Reiki membuang napas berat.

"Ya, gue tahu, Van. Tapi gue udah berusaha. Kalau nanti gue enggak naik kelas, ya, gimana lagi."

Reiki mengulang kembali ucapannya barusan di dalam kepalanya. Kemudian, sedikit keraguan mulai menyelimuti pikirannya. Bentakan ibunya, perceraian orang tuanya, hak asuh yang selalu dipermasalahkan. Ia tidak siap menerima jika ia harus tinggal kelas tahun ini. Meski ia harus hidup sendiri setelah perceraian kedua orang tuanya nanti, setidaknya ia berhasil membuktikan pada dirinya sendiri kalau ia sudah melakukan yang terbaik. Menjadikan dirinya berguna.
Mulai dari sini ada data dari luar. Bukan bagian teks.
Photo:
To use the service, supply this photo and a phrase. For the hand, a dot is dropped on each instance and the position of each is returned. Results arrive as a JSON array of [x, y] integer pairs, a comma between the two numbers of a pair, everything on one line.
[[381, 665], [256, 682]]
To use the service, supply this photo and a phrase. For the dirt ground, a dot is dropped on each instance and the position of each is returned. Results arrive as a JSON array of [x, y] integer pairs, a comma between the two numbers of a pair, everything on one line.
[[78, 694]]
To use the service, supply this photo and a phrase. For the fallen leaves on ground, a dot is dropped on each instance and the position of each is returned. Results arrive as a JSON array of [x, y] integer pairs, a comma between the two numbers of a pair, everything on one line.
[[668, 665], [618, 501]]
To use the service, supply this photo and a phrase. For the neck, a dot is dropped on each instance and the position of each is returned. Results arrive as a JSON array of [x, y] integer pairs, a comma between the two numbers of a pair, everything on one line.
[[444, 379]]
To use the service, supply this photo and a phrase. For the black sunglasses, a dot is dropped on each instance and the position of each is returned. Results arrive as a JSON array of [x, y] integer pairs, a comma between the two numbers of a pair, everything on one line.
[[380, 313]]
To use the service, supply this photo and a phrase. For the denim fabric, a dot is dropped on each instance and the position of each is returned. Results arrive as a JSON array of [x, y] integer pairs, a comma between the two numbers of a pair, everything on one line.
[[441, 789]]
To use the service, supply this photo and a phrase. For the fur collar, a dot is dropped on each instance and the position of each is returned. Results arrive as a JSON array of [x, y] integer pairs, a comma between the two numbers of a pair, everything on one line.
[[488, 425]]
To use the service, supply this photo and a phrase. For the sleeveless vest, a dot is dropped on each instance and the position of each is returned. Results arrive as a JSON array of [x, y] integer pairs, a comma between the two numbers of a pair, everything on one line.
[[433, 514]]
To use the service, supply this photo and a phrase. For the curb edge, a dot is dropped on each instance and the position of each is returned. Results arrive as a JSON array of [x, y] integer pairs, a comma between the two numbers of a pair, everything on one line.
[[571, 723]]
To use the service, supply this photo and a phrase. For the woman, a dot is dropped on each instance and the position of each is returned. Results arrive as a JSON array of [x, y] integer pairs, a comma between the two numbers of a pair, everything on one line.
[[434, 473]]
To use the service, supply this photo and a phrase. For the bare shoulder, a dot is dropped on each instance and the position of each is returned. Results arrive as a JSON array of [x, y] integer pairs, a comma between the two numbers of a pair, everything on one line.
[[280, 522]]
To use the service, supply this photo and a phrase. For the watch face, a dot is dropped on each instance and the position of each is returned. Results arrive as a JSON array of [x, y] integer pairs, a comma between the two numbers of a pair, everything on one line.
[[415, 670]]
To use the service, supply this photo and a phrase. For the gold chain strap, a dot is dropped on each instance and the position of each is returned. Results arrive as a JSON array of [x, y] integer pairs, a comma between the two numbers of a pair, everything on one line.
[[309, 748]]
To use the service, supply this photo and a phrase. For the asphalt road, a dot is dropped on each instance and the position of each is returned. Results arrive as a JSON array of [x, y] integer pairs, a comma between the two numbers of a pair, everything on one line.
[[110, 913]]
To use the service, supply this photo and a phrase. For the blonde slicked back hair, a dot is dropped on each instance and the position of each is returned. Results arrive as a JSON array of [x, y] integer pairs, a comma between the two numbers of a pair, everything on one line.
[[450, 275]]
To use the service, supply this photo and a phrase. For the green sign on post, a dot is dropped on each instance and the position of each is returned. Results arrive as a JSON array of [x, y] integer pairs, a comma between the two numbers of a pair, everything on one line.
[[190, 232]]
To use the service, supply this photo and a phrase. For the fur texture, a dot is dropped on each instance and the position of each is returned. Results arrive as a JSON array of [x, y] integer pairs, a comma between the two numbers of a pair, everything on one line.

"Gue cuma bisa bantu support aja, Ki," kata Evano. Sekali lagi ia menepuk pundak Reiki. "Oh, ya. Gimana perceraian orang tua, lo?"

Reiki menunduk sesaat, kemudian meremas botol plastik di tangannya. Evano merasa tak enak karena menanyakan hal itu sekarang, meski ia tidak bermaksud menyinggung perasaan sahabatnya itu.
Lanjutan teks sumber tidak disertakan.